While I didn't read all the chapters, I did focus on the ones that described films I have seen. I discovered that as the decades progressed, my film watching seems to have decreased. So, I can say that I’ve seen seven of the ten films chosen for the 1980s. Some of these films are among my favorites. They include Chariots of Fire, which my wife and I saw on our first solo date. Then there is Field of Dreams, which has long been one of my favorites, perhaps because I find myself tearing up when Ray plays catch with his estranged father. Many of us sons who have experienced estrangement from our fathers, will understand how poignant this scene is. As time went on, I have seen fewer of the listed films. I've seen four of the films from the 90s, three from the 00s (two of which are animated movies), and three from the 10s.

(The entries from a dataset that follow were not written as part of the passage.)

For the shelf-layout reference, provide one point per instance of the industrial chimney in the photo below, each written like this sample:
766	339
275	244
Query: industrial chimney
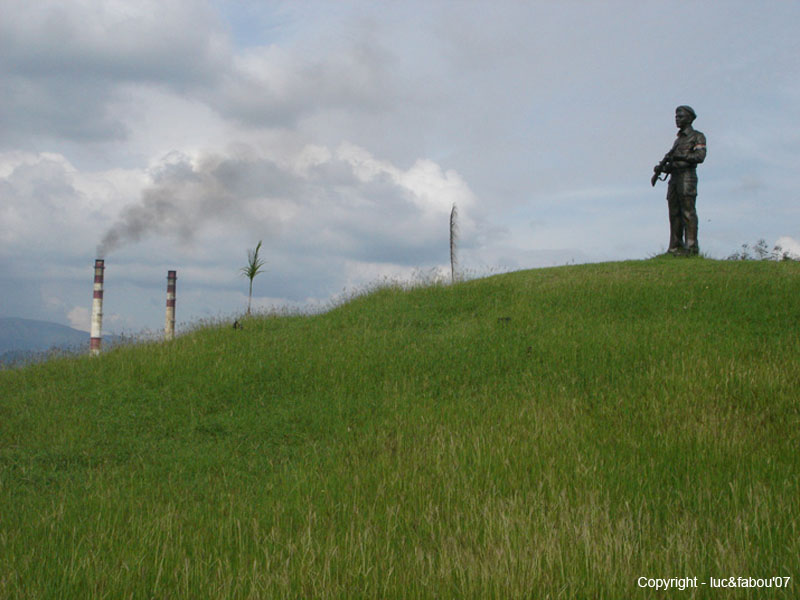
97	309
169	320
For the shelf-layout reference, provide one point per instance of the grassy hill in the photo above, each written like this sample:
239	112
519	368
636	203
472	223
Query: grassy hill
556	433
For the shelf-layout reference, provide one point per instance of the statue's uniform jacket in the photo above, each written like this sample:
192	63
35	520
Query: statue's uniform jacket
689	150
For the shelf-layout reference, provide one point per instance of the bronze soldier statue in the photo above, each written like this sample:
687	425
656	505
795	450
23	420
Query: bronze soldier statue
680	163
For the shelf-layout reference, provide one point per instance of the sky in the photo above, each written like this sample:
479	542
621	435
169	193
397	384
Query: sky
176	135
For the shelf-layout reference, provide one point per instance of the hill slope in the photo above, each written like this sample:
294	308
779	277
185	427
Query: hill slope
551	433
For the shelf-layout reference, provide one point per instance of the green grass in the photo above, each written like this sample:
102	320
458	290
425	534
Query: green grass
555	433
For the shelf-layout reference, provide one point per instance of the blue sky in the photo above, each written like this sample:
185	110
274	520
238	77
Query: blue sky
341	133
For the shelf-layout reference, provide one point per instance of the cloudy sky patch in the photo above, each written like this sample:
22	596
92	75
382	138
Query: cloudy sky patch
175	136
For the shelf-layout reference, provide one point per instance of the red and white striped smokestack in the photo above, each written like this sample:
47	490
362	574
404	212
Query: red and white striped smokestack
97	308
169	320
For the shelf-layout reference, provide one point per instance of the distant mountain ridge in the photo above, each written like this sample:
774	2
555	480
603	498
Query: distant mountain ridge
29	335
23	340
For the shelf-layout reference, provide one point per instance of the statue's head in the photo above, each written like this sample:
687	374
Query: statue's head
686	114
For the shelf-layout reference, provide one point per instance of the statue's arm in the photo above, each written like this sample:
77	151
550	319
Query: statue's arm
697	153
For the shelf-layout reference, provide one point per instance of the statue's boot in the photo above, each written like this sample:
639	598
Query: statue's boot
691	239
675	234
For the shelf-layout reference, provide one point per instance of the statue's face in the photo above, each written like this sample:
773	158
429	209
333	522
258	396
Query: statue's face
682	118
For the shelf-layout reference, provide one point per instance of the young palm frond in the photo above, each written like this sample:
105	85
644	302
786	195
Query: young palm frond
453	239
253	268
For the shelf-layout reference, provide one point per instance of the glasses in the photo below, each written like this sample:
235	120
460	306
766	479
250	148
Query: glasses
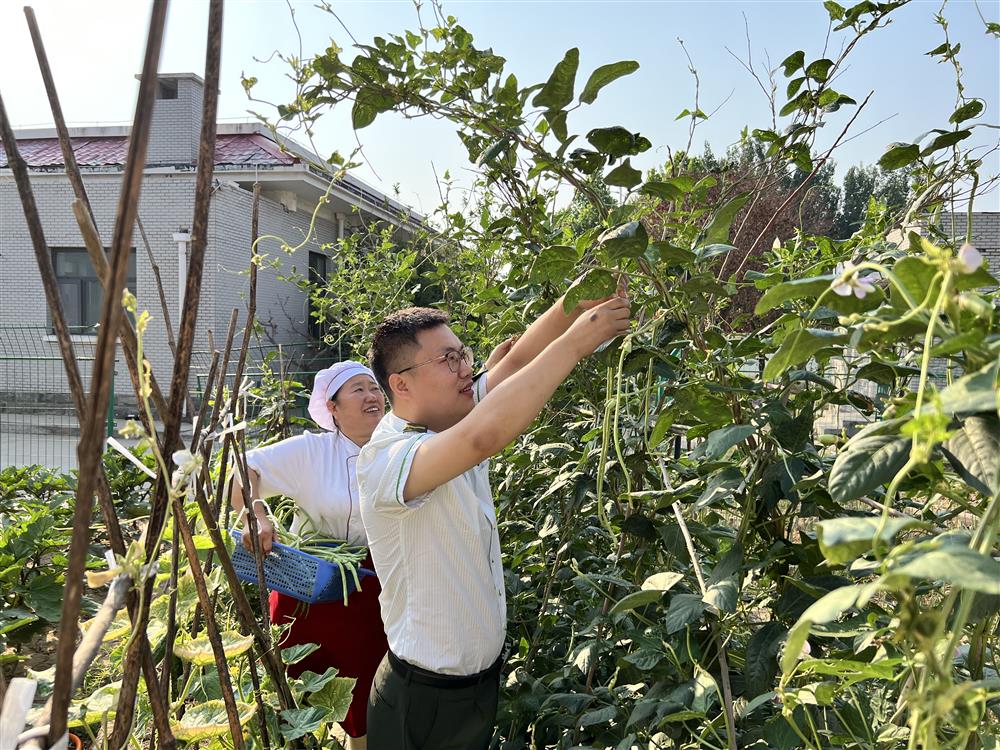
454	358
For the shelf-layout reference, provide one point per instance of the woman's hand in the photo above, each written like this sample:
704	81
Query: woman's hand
589	304
599	324
265	532
500	352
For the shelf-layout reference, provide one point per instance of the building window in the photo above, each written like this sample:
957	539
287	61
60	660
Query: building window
166	88
80	288
319	267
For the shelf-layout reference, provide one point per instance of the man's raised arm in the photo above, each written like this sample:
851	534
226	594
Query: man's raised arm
513	405
547	327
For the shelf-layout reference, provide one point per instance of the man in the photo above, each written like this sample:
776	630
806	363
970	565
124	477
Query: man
428	510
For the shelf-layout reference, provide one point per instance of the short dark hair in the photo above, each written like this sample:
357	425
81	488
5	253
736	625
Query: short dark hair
396	335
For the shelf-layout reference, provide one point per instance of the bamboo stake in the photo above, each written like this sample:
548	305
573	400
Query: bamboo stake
172	417
211	626
87	222
85	654
171	342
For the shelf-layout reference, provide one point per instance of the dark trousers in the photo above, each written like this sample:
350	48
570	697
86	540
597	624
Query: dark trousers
405	714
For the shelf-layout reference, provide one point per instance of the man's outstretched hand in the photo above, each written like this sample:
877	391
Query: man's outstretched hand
502	350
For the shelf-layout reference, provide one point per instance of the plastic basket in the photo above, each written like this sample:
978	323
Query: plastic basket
297	574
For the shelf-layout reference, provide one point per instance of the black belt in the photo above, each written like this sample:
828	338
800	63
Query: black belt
446	681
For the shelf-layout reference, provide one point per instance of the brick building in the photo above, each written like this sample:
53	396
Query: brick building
244	154
985	233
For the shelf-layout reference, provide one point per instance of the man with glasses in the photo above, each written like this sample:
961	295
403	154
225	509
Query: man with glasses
428	511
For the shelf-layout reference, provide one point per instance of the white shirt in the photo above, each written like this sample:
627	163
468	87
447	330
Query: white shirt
316	470
437	556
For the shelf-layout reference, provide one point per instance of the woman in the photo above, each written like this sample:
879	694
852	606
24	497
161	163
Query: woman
316	470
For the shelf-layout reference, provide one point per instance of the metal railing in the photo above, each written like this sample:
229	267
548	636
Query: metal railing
38	424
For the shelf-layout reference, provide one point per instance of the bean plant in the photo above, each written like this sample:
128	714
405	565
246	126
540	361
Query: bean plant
690	561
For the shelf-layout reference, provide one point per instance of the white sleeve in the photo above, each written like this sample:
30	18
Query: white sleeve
384	467
480	387
283	467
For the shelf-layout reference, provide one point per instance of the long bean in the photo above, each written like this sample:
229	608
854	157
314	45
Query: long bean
347	557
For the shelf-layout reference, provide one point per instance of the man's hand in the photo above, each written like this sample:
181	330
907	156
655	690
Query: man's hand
265	531
500	352
602	322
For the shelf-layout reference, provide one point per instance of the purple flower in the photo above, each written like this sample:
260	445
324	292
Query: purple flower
850	282
969	258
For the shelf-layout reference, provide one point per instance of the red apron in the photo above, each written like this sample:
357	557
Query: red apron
350	638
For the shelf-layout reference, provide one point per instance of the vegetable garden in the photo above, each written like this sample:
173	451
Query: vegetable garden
689	563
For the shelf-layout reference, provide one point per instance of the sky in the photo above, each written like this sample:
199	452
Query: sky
95	49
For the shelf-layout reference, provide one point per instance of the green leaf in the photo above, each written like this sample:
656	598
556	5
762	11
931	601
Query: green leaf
720	486
597	716
666	191
720	441
558	90
796	289
707	252
843	540
684	610
295	654
96	707
915	274
617	142
45	595
959	566
634	600
662	581
761	659
298	722
595	284
793	62
209	719
827	609
624	175
335	697
972	393
835	10
866	464
363	114
491	152
310	682
945	140
974	451
605	75
706	691
670	255
798	347
723	595
967	111
557	122
199	650
819	70
660	429
717	231
554	264
879	371
627	240
899	155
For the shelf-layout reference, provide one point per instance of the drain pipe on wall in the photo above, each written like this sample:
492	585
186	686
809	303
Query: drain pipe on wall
182	239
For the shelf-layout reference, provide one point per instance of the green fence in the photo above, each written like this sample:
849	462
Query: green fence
38	424
297	361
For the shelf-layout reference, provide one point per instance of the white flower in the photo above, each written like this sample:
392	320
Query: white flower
187	464
969	258
849	282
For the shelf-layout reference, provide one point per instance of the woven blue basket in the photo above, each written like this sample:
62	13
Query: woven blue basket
297	574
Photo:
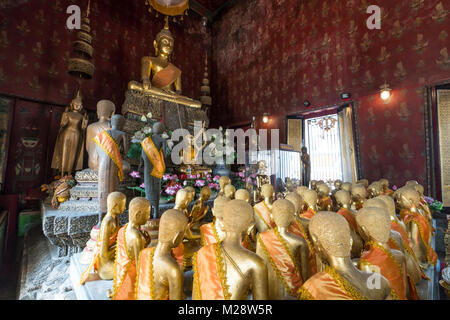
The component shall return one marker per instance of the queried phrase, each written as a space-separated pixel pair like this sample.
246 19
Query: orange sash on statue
145 281
329 285
210 236
425 234
209 275
96 255
282 260
166 76
324 202
297 229
263 211
109 145
378 256
124 270
155 156
350 217
308 214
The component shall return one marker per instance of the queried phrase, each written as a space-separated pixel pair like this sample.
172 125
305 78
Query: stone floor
41 277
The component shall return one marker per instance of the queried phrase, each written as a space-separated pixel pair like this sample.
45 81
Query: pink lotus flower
135 174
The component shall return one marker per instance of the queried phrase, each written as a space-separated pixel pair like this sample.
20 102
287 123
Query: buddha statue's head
77 103
390 204
191 193
267 191
158 127
242 194
408 198
172 226
359 192
205 193
139 211
296 200
375 189
229 191
330 234
218 209
343 198
323 190
411 183
105 109
237 216
164 42
182 199
301 189
419 189
283 213
223 181
384 183
364 182
375 203
347 186
116 203
310 197
374 224
117 122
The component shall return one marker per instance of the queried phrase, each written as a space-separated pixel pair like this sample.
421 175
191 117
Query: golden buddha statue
311 199
375 189
160 78
69 147
130 241
105 110
418 228
332 240
323 193
347 186
359 195
385 185
102 260
159 276
229 191
286 255
226 270
223 181
263 209
344 202
413 268
261 179
374 225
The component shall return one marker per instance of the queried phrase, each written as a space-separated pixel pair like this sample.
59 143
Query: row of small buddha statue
313 244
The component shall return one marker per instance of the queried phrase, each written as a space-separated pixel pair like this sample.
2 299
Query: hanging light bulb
385 91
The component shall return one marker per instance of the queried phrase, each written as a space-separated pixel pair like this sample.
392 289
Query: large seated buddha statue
160 78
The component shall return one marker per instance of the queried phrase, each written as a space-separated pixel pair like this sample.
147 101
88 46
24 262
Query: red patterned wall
35 46
271 55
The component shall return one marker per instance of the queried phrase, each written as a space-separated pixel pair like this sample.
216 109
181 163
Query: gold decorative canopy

Since part of the reason for the guide is to help Christians discover theologically rich films, I suppose I have some catching up to do. As the editors note, they themselves had films they would have like to have seen included that didn’t make the cut, so I suppose I’m in good company when I say that I have a few movies I wish were included. Since, as I noted earlier, I’m a fan of Star Wars and Star Trek, I could only wish that one of the Star Wars films made it? (Perhaps it is unfortunate that New Hope appeared in 1977). What about Star Trek: Wrath of Khan. Surely the death and resurrection of Spock has theological implications. Alas, they failed to make the cut, leaving me to my own devices.
I appreciate this effort and the effort of others through the years who have attempted to help us engage our culture with appreciation and thoughtfulness. Being able to engage film theologically is, in my mind, especially important, since film like novels remind us of how important narrative is to the biblical story and to the Christian life. If we look at everything through propositional eyes, we will miss the point of much of the biblical story, including the Gospels. Perhaps, engaging with film can help us break out of such bad habits. We just need some guidance, and such is the case here.